Now there’s a plan to get rid of it. An ambitious project founded by Dutch teen prodigy Boyan Slat hopes to reduce the amount of plastic in the Great Pacific Garbage Patch by 50 percent in just five years. His company, the Ocean Cleanup, plans to use massive floating nets linked by a U-shaped tube to capture the garbage as it travels the currents.
The autonomous device is about one mile in length and made of high-density polyethylene. The plastic material is used because it’s flexible enough to follow the waves and rigid enough to keep its U-shape. Positioned below the surface is an impermeable screen that catches everything in its way. How this differs from similar methods of capturing ocean plastics is the use of an anchor that sits below the nets. Instead of having the system sit in a fixed position, the anchor slows its movement down so buoyant debris catches up to the net while sea life follows the current underneath.
The captured debris is picked up by large ships every few weeks and sent onshore where it can be recycled.
What concerns researchers most are microplastics, or pieces that are less than five millimeters in length and easily mistaken for food by marine animals.

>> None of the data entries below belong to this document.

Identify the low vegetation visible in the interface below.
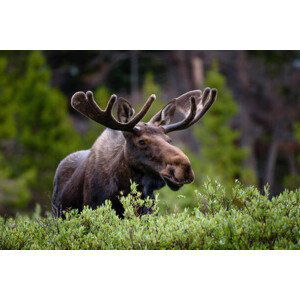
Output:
[0,180,300,249]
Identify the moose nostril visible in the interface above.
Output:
[169,169,175,177]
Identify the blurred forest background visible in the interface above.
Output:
[0,51,300,215]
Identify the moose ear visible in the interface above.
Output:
[149,101,176,126]
[117,98,134,123]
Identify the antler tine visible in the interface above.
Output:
[71,91,155,132]
[125,94,156,127]
[162,96,197,133]
[188,88,218,127]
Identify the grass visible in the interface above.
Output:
[0,180,300,249]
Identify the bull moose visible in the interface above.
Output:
[52,88,217,217]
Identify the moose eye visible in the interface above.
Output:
[139,140,146,146]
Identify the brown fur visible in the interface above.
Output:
[52,89,216,217]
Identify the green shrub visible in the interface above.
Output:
[0,180,300,249]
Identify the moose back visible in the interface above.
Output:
[52,88,217,217]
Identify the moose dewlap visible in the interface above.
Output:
[52,88,217,217]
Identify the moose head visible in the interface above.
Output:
[71,88,217,190]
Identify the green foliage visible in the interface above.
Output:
[0,180,300,249]
[80,85,112,148]
[0,51,80,208]
[283,122,300,190]
[191,63,255,187]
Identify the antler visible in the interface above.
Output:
[71,91,156,132]
[162,88,217,133]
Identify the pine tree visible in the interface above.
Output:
[140,72,165,122]
[193,63,255,186]
[0,51,80,211]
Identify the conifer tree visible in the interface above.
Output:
[193,63,255,186]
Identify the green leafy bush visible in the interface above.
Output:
[0,180,300,249]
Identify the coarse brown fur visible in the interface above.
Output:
[52,91,216,217]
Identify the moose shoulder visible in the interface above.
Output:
[52,88,217,217]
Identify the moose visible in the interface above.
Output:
[52,88,217,218]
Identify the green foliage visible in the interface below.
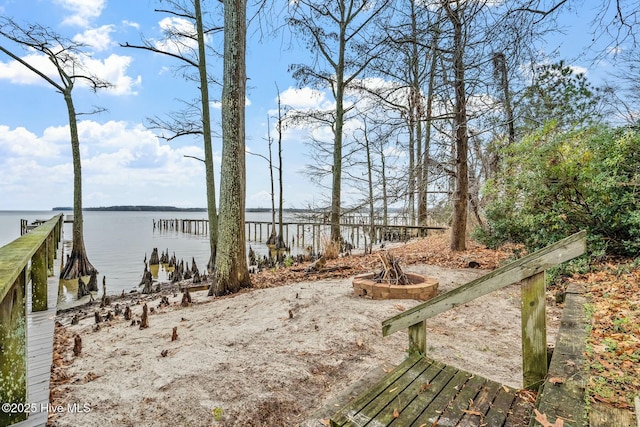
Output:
[475,122,640,257]
[519,61,601,132]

The net is capable of trapping plastics from 1 centimeter in size to large fishing nets.
It is estimated that 1.8 trillion pieces of plastic weighing 176 million pounds accumulate in an area of 600,000 square miles—about three times the size of France and more than twice the area of Texas—to form the Great Pacific Garbage Patch.
The Ocean Cleanup will launch its first system designed to reduce its size in the San Francisco Bay within weeks and start working by July. The plan is to install 60 giant floating nets, each about a mile long, with the hope of making the Pacific Ocean plastic-free by 2050.